Hospitality: Many people have probably interacted with a restaurant reservation chatbot at some time or another. Chatbots do everything from booking sought-after tables to placing food orders and are viewed by some as a key tool for the hospitality sector to personalize experiences. FEEBI is a chatbot designed specifically to answer restaurant customers’ questions all hours of the day. In the hotel sector, Hybrid.Chat is a popular option; it interacts with guests from the time of booking all the way through their stay, covering things like room preferences, virtual check-ins and reservation changes.
Recruitment: An up-and-coming area for chatbots, the recruiting industry is an ideal place to put this technology to work. Programs like Mya help companies screen candidates from large pools of job applicants and handle some of the administrative legwork that can otherwise occupy recruiters’ time. Companies will want to keep an eye, though, on anti-discrimination legislation in regard to chatbot screenings.

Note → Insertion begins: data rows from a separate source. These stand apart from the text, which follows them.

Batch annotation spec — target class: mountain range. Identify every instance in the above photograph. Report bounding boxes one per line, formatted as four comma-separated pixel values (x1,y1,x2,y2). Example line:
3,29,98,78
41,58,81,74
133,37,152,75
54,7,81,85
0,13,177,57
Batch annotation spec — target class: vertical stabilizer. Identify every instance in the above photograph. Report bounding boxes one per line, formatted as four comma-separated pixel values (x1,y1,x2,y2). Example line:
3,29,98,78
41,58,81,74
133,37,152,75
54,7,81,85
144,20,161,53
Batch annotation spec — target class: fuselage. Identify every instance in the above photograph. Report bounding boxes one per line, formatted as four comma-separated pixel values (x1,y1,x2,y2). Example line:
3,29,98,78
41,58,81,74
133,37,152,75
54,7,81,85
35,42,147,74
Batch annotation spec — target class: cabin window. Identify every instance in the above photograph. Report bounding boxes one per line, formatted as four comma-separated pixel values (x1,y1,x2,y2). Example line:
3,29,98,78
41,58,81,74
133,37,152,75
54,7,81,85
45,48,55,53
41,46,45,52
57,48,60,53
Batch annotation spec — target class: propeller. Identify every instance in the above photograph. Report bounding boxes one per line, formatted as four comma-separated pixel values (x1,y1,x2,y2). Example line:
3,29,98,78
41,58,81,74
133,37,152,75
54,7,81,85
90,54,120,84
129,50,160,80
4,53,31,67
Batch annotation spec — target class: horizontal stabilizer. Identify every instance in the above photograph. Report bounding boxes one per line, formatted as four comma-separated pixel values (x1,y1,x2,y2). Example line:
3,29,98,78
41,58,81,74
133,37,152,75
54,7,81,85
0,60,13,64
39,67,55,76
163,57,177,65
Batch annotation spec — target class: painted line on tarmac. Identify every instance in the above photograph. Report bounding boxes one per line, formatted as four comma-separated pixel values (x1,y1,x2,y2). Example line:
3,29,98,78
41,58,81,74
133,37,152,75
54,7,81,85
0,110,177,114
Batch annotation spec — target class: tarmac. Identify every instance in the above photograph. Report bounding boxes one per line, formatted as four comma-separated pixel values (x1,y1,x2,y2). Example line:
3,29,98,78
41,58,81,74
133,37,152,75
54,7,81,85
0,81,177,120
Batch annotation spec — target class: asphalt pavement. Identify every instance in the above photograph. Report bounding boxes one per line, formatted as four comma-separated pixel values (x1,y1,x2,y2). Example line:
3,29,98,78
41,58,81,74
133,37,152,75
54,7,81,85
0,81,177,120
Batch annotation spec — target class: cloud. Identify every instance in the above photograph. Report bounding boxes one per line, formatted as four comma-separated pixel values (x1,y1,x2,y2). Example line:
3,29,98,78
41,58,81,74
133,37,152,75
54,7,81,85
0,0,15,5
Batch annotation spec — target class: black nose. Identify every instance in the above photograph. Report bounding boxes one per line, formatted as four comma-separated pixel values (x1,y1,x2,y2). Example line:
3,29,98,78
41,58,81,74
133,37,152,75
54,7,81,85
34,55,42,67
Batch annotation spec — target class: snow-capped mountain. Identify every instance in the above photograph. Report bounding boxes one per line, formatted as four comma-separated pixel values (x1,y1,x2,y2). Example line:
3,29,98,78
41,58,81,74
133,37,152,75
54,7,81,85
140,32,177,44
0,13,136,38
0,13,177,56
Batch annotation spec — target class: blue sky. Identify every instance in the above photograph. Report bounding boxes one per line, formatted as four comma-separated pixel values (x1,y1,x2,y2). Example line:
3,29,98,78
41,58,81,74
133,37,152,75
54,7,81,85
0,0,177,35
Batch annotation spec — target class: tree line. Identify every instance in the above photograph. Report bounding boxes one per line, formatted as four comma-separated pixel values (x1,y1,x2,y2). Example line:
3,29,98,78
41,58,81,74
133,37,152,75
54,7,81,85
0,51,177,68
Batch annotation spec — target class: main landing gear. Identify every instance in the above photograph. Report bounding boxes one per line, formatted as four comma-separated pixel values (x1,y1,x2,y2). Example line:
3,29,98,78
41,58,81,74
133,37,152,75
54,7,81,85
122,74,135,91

Chatbots remain a hot topic as industries continue optimizing their usage, understandably so given that on the whole, chatbots can save billions of dollars. The earliest adopters took advantage of chatbots decades before generative AI like ChatGPT, finding new and efficient approaches to customer service and time management in the process. As the potential applications of chatbots again seem on the verge of industry-transforming expansion, the underlying—and sometimes quite obvious—legal issues will face greater scrutiny from lawmakers, regulators and consumers alike.